I have a table like below:
ID | NextID |
---|---|
1 | 5 |
2 | NULL |
3 | 6 |
4 | 7 |
5 | 8 |
6 | 9 |
7 | NULL |
8 | NULL |
9 | 10 |
10 | NULL |
I want to get the ID path:
1 --> 5 --> 8
2
3 --> 6 --> 9 --> 10
4 --> 7
and I tried this:
WITH RECURSIVE path_cte AS (
SELECT ID, NextID, ID::TEXT AS Path
FROM t1
WHERE NextID IS NULL
UNION ALL
SELECT t1.ID, t1.NextID, t1.ID || ' --> ' || cte.Path
FROM t1
JOIN path_cte cte ON t1.NextID = cte.ID
)
SELECT Path
FROM path_cte
ORDER BY ID;
but I got the output:
1 --> 5 --> 8
2
3 --> 6 --> 9 --> 10
4 --> 7
5 --> 8
6 --> 9 --> 10
7
8
9 --> 10
10
I don't want to get those incomplete
paths, but I don't know how to achieve that.

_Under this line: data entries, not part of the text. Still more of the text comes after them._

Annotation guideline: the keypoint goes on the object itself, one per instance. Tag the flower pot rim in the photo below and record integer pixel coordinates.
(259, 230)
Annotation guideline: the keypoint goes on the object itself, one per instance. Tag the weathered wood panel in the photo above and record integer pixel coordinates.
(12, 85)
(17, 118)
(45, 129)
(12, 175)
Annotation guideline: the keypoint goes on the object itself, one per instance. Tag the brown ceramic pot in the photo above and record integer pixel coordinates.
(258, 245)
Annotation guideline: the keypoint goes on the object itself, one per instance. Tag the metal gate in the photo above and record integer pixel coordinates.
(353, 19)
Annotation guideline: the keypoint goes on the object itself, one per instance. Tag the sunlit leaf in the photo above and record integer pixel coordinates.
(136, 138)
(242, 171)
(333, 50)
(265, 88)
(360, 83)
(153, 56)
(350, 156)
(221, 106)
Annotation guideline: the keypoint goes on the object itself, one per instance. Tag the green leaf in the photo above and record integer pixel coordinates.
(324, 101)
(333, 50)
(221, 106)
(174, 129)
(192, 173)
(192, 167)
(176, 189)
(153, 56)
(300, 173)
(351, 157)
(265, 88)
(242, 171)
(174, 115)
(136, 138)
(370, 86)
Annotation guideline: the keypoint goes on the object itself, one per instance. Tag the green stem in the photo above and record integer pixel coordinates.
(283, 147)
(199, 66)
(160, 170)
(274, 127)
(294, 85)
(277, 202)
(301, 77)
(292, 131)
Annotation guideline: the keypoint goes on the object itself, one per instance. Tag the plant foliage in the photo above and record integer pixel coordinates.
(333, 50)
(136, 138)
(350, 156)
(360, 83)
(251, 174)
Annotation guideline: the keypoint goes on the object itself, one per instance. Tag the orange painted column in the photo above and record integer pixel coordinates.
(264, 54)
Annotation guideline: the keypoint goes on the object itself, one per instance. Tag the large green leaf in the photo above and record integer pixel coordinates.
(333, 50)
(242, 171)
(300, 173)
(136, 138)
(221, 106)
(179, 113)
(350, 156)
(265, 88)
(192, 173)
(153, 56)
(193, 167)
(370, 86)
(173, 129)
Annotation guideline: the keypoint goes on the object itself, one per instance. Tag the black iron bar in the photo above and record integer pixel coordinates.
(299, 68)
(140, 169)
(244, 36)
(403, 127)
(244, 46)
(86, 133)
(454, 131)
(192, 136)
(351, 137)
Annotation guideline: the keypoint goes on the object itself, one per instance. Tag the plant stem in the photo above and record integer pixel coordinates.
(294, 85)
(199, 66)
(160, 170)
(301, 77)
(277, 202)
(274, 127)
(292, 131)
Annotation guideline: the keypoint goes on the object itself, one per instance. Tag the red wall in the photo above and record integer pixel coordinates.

The path is based on ID and NextID, if NextID is NULL
, the path ends, and this ID is the end of the path, the next is to trace forward to get a complete path.
If an ID has neither a preceding ID nor a subsequent ID, it is also considered a path.
The database I use is compatible with PostgreSQL syntax, so you can also use PostgreSQL to demo, thanks :)
If you can afford a versatile, battle-tested, highly optimised (Boost C++ level of optimised) extension which pgrouting
is, what I'd also consider is not trying to solve a long-solved problem. Your data set can be interpreted as a graph, and that's what this extension does: graphs.
The problem you're dealing with two calls. One pgr_connectedComponents()
:
A connected component of an undirected graph is a set of vertices that are all reachable from each other.
alter table t1 add column subgraph integer;
explain analyze verbose
update t1 set subgraph=c.component
from pgr_connectedComponents(
$x$ select row_number()over() as id
, coalesce(id,nextid,1e7::int) as source
, coalesce(nextid,id,1e7::int) as target
, 1 as cost
, 1 as reverse_cost
from t1
$x$) as c
where c.node=t1.id;--4087.475 ms
create index on t1(subgraph,id,nextid)with(fillfactor=100);
That establishes individual subgraphs/trees/chains/disjoined groups of nodes. Once you have that, you can run any routing or spanning tree algorithm you want. E.g. pgr_dijkstra()
:
select string_agg(node::text,' --> ' order by path_seq) as path
from(select subgraph
, id as bottom
, (select id from t1 as t2
where t1.subgraph=t2.subgraph
and t2.nextid is null) as top
from t1
where id is not null
and not exists(select from t1 as t2
where t2.nextid=t1.id)) as top_bottom_per_subgraph
cross join lateral pgr_dijkstra(
format($x$ select row_number()over() as id
, coalesce(id,nextid,2e9::int) as source
, coalesce(nextid,id,2e9::int) as target
, 1 as cost
, 1 as reverse_cost
from t1
where id is not null
and subgraph=%L
$x$, top_bottom_per_subgraph.subgraph)
,top_bottom_per_subgraph.bottom
,top_bottom_per_subgraph.top)
group by subgraph;--4058.037 ms
It does a single run between the top and bottom nodes in each subgraph. In each case you tell pgrouting
what you want and leave worrying how to do that efficiently to decades of C++ freaks.
On 1'000'000
randomised rows with the longest chain/largest group of 100k
, the first part takes 4087ms
, the second 4058ms
.
db<>fiddle, db-fiddle and sqlfiddle don't offer pgrouting
, which is why I couldn't attach an online demo but when I run the answers posted here so far on the same env, these are the results:
variant | score |
---|---|
pgr_topologicalSort on a DAG |
3'546ms |
Dijkstra on subgraphs (this) | 8'145ms |
ValNik | 44'912ms |
hobgoblin | 182'969 ms |
Patrick Chin | 210'174 ms |
Jonas Metzler | timed out after 12h |